Quando sentiamo parlare di tradizione enogastronomica emiliana ci viene subito in mente il Lambrusco, vino frizzantino quanto beverino che è diventato un simbolo del brio di questa regione. Il lambrusco può essere ‘frainteso’, ovvero pensato come un vino popolare e poco pregiato. Nella realtà esistono molte tipologie di lambrusco e quelle di carattere sopraffino si rivelano essere ottimi esempi di vini rossi, ricchi di carattere e forti di una produzione attenta e accurata.

La storia del Lambrusco è molto antica, perché furono i romani i primi che cercano di coltivare questa vite così particolare, forte nel produrre uve dagli acini molti piccoli e intensamente pigmentati. Le viti autoctone hanno quindi saputo scavalcare i secoli e arrivare belle forti fino ai giorni nostri, per dare vita ad un prodotto che si divide principalmente in base alla dislocazione geografica.

Al giorno d’oggi il Lambrusco di ottiene infatti da diverse varietà di viti, dove la maggior parte sono tipiche della zona del modenese, del reggiano e anche del mantovano. Nel dettaglio, nella zona di Modena si incontra il Lambrusco di Sorbara, il Lambrusco Salamino di S. Croce e il Lambrusco Grasparossa di Castelvetro. Nella attigua provincia Reggio Emilia sono invece presenti il Lambrusco Reggiano e Montericco Colli di Scandiano e Canossa.

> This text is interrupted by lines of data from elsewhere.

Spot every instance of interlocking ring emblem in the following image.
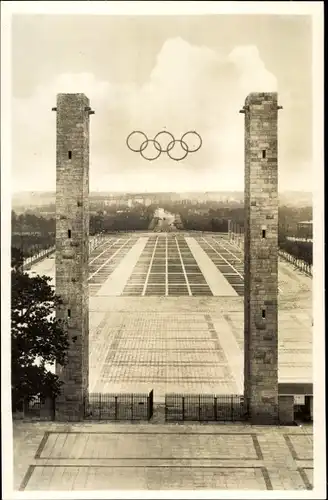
[126,130,203,161]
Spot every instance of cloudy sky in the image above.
[12,15,312,192]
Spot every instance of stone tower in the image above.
[53,94,93,420]
[241,93,279,424]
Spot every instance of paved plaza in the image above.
[33,233,312,401]
[14,233,313,491]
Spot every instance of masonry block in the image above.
[243,93,279,425]
[55,94,90,421]
[278,396,294,425]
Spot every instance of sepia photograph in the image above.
[1,1,326,500]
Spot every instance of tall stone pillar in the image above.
[241,93,279,425]
[53,94,93,421]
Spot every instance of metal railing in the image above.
[84,391,153,420]
[165,394,246,422]
[278,250,312,276]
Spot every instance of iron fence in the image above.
[84,391,153,420]
[165,394,246,422]
[278,250,312,276]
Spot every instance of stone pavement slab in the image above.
[14,422,313,491]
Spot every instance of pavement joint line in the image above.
[202,237,244,280]
[89,238,116,266]
[141,237,158,297]
[165,238,169,297]
[174,236,192,295]
[88,238,132,281]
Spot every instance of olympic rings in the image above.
[126,130,203,161]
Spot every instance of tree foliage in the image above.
[11,251,68,411]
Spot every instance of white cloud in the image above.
[13,38,277,190]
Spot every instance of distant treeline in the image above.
[278,230,313,266]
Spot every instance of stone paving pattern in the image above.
[14,233,313,490]
[28,233,312,394]
[14,422,313,491]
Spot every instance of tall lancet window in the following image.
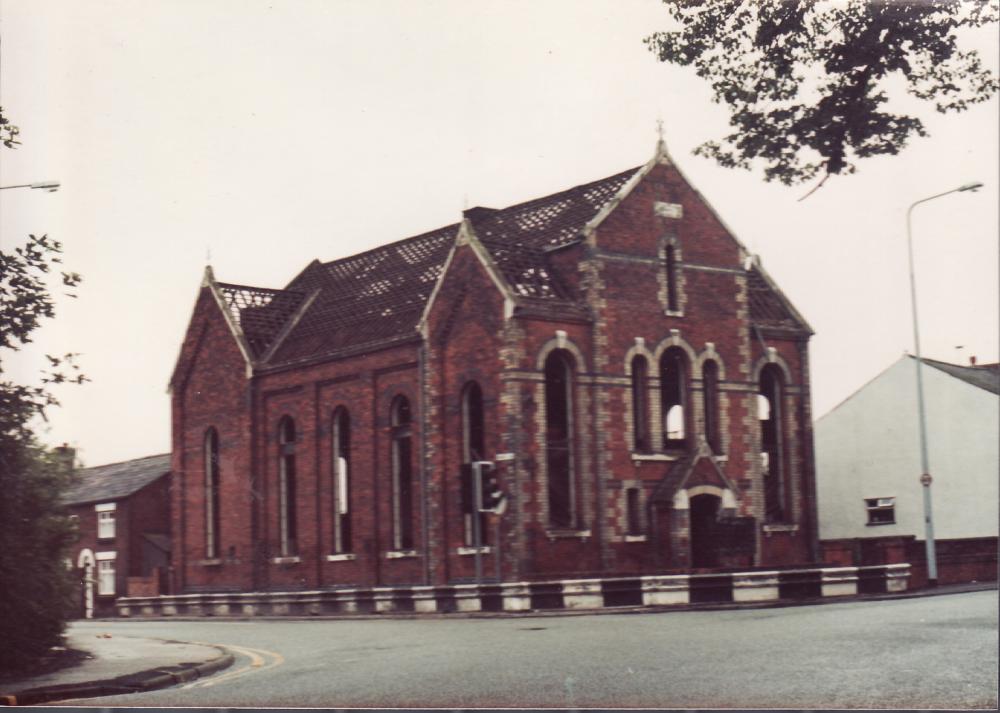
[330,406,352,554]
[660,347,688,450]
[278,416,298,557]
[204,428,220,559]
[390,396,413,550]
[545,349,577,528]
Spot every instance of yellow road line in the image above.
[184,641,285,688]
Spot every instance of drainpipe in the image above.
[417,339,431,585]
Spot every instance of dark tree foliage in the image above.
[645,0,998,185]
[0,105,85,671]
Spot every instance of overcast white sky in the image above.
[0,0,1000,465]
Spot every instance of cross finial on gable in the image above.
[656,117,670,163]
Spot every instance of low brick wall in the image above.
[117,563,910,617]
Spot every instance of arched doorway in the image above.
[689,494,722,567]
[76,549,95,619]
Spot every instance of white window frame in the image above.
[94,503,117,540]
[96,552,118,597]
[865,496,896,526]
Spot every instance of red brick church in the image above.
[170,142,818,592]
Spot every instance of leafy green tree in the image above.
[645,0,998,192]
[0,105,85,671]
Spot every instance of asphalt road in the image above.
[60,591,998,709]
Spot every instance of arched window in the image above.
[462,381,488,545]
[545,349,576,528]
[660,347,688,450]
[278,416,298,557]
[330,406,352,554]
[757,364,787,522]
[204,428,221,559]
[632,356,651,453]
[663,245,680,312]
[701,360,722,453]
[390,396,413,550]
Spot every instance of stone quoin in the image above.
[170,136,818,595]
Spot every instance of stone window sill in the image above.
[632,453,679,462]
[545,530,591,540]
[385,550,417,560]
[764,522,799,533]
[456,545,493,555]
[271,555,302,564]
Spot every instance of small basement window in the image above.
[865,498,896,525]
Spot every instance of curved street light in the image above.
[0,181,59,193]
[906,181,983,587]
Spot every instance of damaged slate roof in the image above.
[258,168,638,365]
[61,453,170,505]
[217,163,807,367]
[747,266,808,330]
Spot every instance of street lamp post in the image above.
[0,181,59,193]
[906,182,983,587]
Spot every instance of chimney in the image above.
[52,443,76,473]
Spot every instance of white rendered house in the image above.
[815,355,1000,540]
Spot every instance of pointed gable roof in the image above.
[207,153,809,368]
[910,356,1000,394]
[269,169,636,366]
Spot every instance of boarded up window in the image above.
[660,347,688,450]
[545,349,575,528]
[331,406,352,554]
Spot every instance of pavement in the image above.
[0,582,997,706]
[0,631,234,706]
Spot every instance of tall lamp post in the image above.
[906,182,983,587]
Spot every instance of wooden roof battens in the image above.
[752,254,816,335]
[417,218,517,339]
[260,290,321,364]
[202,267,254,379]
[417,236,462,342]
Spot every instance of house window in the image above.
[278,416,298,557]
[97,552,116,596]
[545,349,576,528]
[94,503,115,540]
[390,396,413,550]
[460,381,488,546]
[757,364,787,522]
[865,498,896,525]
[702,360,722,453]
[204,428,220,559]
[660,347,687,450]
[663,245,680,312]
[632,356,650,453]
[331,406,352,554]
[625,488,642,535]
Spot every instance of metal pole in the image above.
[906,183,983,587]
[472,463,483,585]
[493,515,503,584]
[906,200,944,587]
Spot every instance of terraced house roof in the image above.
[62,453,170,505]
[217,168,808,366]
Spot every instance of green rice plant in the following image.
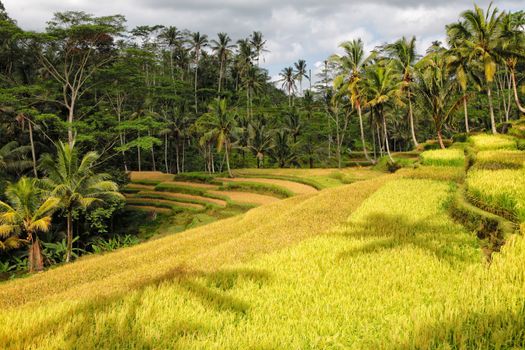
[475,150,525,170]
[466,169,525,222]
[397,166,465,183]
[219,181,294,198]
[419,149,465,167]
[469,134,516,151]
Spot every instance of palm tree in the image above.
[248,118,272,168]
[331,39,374,160]
[211,33,235,93]
[279,67,297,107]
[0,177,60,272]
[500,11,525,113]
[250,31,268,67]
[447,42,471,134]
[384,36,418,147]
[270,130,297,168]
[447,4,505,134]
[41,141,124,262]
[363,64,403,162]
[294,60,309,95]
[200,98,236,177]
[191,32,208,113]
[417,49,463,148]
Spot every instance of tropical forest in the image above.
[0,0,525,349]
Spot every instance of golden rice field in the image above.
[419,149,465,167]
[0,175,525,349]
[466,169,525,222]
[469,134,516,151]
[476,150,525,170]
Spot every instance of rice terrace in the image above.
[0,0,525,350]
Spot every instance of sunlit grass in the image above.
[475,150,525,169]
[466,169,525,222]
[469,134,516,151]
[419,149,465,167]
[0,180,525,349]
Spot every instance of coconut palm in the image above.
[41,141,124,262]
[384,36,418,147]
[500,11,525,113]
[331,39,375,160]
[250,31,268,67]
[0,177,60,272]
[190,32,208,113]
[447,4,505,134]
[363,64,403,162]
[211,33,235,93]
[417,49,463,148]
[198,98,237,177]
[294,60,309,95]
[279,67,297,107]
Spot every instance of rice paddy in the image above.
[0,135,525,349]
[469,134,516,151]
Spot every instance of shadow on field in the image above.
[391,305,525,350]
[339,213,479,264]
[7,266,269,349]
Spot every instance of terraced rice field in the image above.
[217,177,317,195]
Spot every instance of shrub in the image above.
[475,151,525,170]
[467,169,525,222]
[419,149,465,167]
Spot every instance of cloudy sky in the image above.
[3,0,525,80]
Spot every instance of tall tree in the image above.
[211,33,235,94]
[294,60,309,95]
[42,141,123,262]
[447,4,505,134]
[30,11,125,145]
[385,36,418,147]
[190,32,208,114]
[279,67,297,107]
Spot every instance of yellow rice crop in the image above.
[0,177,525,349]
[420,148,465,167]
[208,191,279,205]
[467,169,525,222]
[469,134,516,151]
[217,177,317,194]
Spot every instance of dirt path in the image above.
[209,191,280,205]
[162,181,219,190]
[126,197,204,209]
[217,177,318,194]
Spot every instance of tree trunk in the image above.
[463,95,470,134]
[164,134,170,174]
[29,235,44,273]
[487,83,498,134]
[66,209,73,262]
[510,69,525,113]
[437,127,445,149]
[218,57,224,94]
[382,115,394,162]
[357,103,370,161]
[28,120,38,178]
[408,89,419,147]
[224,141,233,177]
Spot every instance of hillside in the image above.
[0,137,525,349]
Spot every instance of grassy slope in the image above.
[0,167,525,349]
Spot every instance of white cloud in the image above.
[3,0,523,76]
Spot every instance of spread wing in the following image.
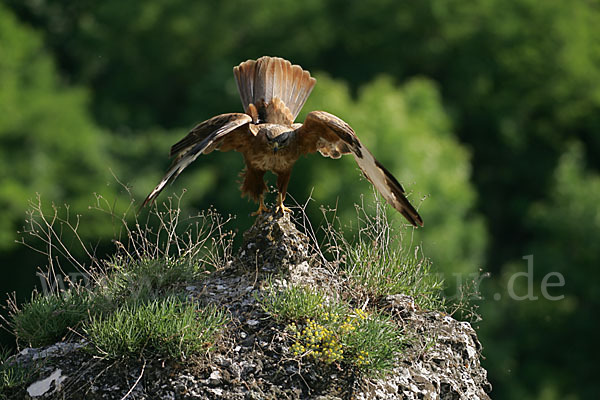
[141,113,252,208]
[296,111,423,226]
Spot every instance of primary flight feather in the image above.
[142,57,423,226]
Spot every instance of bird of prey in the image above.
[142,56,423,226]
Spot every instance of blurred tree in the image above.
[0,7,115,250]
[9,0,600,271]
[481,143,600,399]
[0,5,120,350]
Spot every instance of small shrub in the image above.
[260,286,403,375]
[84,297,227,360]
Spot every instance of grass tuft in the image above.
[83,297,227,360]
[0,347,35,400]
[10,288,95,347]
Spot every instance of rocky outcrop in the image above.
[5,214,491,400]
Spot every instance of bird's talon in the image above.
[250,199,271,217]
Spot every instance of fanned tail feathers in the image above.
[233,56,316,125]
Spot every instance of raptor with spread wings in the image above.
[142,57,423,226]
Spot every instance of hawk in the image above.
[142,56,423,226]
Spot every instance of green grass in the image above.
[10,258,214,347]
[345,239,444,310]
[259,286,403,376]
[0,348,34,399]
[96,257,208,302]
[83,297,227,360]
[10,288,96,347]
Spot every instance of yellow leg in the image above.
[250,195,271,217]
[275,192,292,214]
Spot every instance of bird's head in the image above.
[267,131,293,154]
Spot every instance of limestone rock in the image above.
[3,213,491,400]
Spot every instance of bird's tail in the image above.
[233,56,316,125]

Se ci si sposta a Mantova si trova invece il ricercato Lambrusco Mantovano.

Il Lambrusco è un vino dal volume alcolico che si assesta attorno agli undici gradi, vanta un bel colore rosso rubino e può presentarsi nella versione secca, leggera o frizzante. In tutte e tre le sue versioni, il lambrusco si presta molto bene ad accompagnare i piatti della tradizione emiliana e non solo, perché si sposa con felicità ai pasticci e alle paste con sughi a base di carne, ai ricchi tortellini in brodo e ai secondi piatti di carne, di verdura e anche di selvaggina.